Horses can be pushy, head strong, shy or spooky and have to be trained keeping their basic personality in mind. Training young horses can be tricky because some horse owners believe that young ones should only be given the basic halter training and feet handling while allowing them to follow the herd in the first two or three years of their life.

Several other owners prefer to train their horses right from birth as this will help lay the foundation for a fruitful partnership between trainer and horse. One of the ground rules for training a young horse is to never be harsh or use a stick or switch on the horse.

This will only make it more fearful and learning from fear does not build a good relationship between the animal and its trainer. Safety is extremely important while training a horse since they are much larger and stronger than humans and may inadvertently hurt their trainers.

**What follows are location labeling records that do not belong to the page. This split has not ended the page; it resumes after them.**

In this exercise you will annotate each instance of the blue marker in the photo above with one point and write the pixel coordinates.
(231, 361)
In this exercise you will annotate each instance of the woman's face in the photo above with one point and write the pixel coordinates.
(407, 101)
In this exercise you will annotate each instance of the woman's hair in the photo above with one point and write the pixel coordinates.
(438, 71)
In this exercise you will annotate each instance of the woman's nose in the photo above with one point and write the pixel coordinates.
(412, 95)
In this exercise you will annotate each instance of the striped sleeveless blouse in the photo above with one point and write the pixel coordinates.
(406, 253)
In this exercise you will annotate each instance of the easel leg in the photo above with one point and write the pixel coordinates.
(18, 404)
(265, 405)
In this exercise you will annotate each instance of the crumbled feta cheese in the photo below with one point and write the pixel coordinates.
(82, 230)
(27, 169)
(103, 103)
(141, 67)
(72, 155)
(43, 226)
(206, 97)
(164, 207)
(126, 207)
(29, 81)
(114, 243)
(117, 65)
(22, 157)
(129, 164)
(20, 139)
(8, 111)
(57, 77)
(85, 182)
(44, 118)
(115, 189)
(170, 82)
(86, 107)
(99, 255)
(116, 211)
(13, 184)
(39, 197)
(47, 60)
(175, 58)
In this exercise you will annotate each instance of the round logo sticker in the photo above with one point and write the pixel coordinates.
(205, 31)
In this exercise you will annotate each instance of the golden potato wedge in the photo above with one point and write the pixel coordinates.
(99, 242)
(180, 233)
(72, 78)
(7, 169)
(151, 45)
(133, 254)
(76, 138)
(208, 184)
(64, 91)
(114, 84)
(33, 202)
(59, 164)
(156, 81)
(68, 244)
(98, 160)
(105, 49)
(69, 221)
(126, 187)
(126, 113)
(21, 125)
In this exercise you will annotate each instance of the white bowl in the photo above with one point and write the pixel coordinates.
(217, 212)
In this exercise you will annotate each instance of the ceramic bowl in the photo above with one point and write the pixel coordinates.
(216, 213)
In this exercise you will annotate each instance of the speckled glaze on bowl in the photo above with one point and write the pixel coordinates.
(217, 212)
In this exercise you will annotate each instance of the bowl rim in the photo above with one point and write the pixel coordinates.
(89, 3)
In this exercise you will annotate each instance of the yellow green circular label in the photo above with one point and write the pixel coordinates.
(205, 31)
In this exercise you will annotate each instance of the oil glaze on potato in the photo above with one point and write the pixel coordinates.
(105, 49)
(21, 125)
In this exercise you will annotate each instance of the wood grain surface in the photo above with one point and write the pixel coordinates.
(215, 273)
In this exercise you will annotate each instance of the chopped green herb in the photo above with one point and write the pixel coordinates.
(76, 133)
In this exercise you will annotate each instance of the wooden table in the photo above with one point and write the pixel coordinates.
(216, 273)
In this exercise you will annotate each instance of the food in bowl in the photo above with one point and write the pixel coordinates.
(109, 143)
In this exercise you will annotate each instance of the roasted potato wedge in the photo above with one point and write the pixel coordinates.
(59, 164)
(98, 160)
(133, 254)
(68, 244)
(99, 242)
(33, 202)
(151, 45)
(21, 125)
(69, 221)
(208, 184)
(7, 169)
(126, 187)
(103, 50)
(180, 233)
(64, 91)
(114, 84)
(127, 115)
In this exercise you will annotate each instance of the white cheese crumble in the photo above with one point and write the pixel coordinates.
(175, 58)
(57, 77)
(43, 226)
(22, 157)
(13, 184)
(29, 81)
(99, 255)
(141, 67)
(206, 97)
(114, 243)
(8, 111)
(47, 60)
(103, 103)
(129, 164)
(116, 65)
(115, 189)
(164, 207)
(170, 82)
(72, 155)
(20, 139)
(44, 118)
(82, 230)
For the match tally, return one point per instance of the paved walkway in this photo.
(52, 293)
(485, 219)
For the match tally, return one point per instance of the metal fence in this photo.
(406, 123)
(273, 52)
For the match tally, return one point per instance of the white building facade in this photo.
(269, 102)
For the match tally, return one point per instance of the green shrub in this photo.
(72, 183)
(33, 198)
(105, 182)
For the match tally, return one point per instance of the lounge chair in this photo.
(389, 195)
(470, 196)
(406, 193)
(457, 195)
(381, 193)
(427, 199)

Clicker training is now one of the most popular methods which involve using a clicker or simply clicking your tongue to signify that the horse has performed the right action. This can be followed by a reward which signals to the horse that it has done right. The reward can be a sliver of carrot, a slice of apple or even a cube of sugar. Within a few months of its birth, it can be introduced to its halter and be taught to follow when led, stand tied and remain calm. This is important as it will have to be calm for the multitude of vaccinations and de-worming doses it will have to go through as an adult. It would be advisable to get it accustomed to motor vehicles and other people at a young age as a horse that goes into panic can be a dangerous animal. Some trainers believe that beginning minor training while it is still feeding from its mother will strengthen its bond with its trainer and make the weaning process easier as well. Allowing the horse a free run for its first two to three years of life and then training it can be risky for its owner as the animal has become extremely strong and willful.